Friday, 13 March 2009

A collection of AK's

AK, as I've already explained, obsesses me for several reasons. That's why I collect them. It's a slow day here at Barclay Perkins so I thought that I'd share a few of them with you.

There are almost as many descriptions of what AK is as there are examples. The table above has fourteen: Mild Bitter Ale, Ale, Bitter, Bitter Ale, Bitter Dinner Ale, Family Ale, Light Amber Ale, Light Bitter, Light Bitter Ale, Light Dinner Ale, Light Pale Ale, Luncheon Ale, Pale Ale, Stock Bitter Ale. Light and Bitter are the two words that crop up the most. So I guess AK was both light and bitter.
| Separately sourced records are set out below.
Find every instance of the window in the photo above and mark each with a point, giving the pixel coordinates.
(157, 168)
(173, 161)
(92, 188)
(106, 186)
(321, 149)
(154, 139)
Light and Bitter? Isn't that what cockneys drank in the 1960's?

The price is much more consistent than the nomenclature. All but three were a shilling a gallon wholesale. A shilling a gallon was the price for standard-strength beer for most of Victoria's reign. It's hard to imagine nowadays, isn't it? Beer staying the same price for 50 years.


Matt said...

But are we any nearer discovering what AK stood for or is it destined to be forever unknown? I tend towards the ankel koyt/keut (or whatever the Flemish word is) theory myself because it has the ring of historical accuracy and is the only one that hasn't been disproved unlike Ale for Keeping/Arthur King/Asquith's Knockout.

Gavin said...

There used to be a reproduction Bentley and Shaw price list in the Grove in Huddersfield featuring AK Light Ale. It was from late 19th Century I think. Talking to a member of the Huddersfield branch, he mentioned a Manchester brewer who produced an AK, sorry forgot the name. Apparently someone from Marble Brewery has done a lot of studying into AK also. According to the guy I was talking to he reckons that AK stands for Amber Kitchen. Sounds like a bit of folk etymology to me but who knows. He reckons it was meant to replicate the style of "kitchen" home brewed ale.

Ron Pattinson said...

Gavin, funny you should mention Kitchen ale. I found this one yesterday:

Lion Stem Brewery, Princes Risborough, Bucks., 1883, X Kitchen Ale, 28s. a barrel, 9.33d per gallon.

Mark Oliver said...

Could AK be an "amber stock ale," of low OG?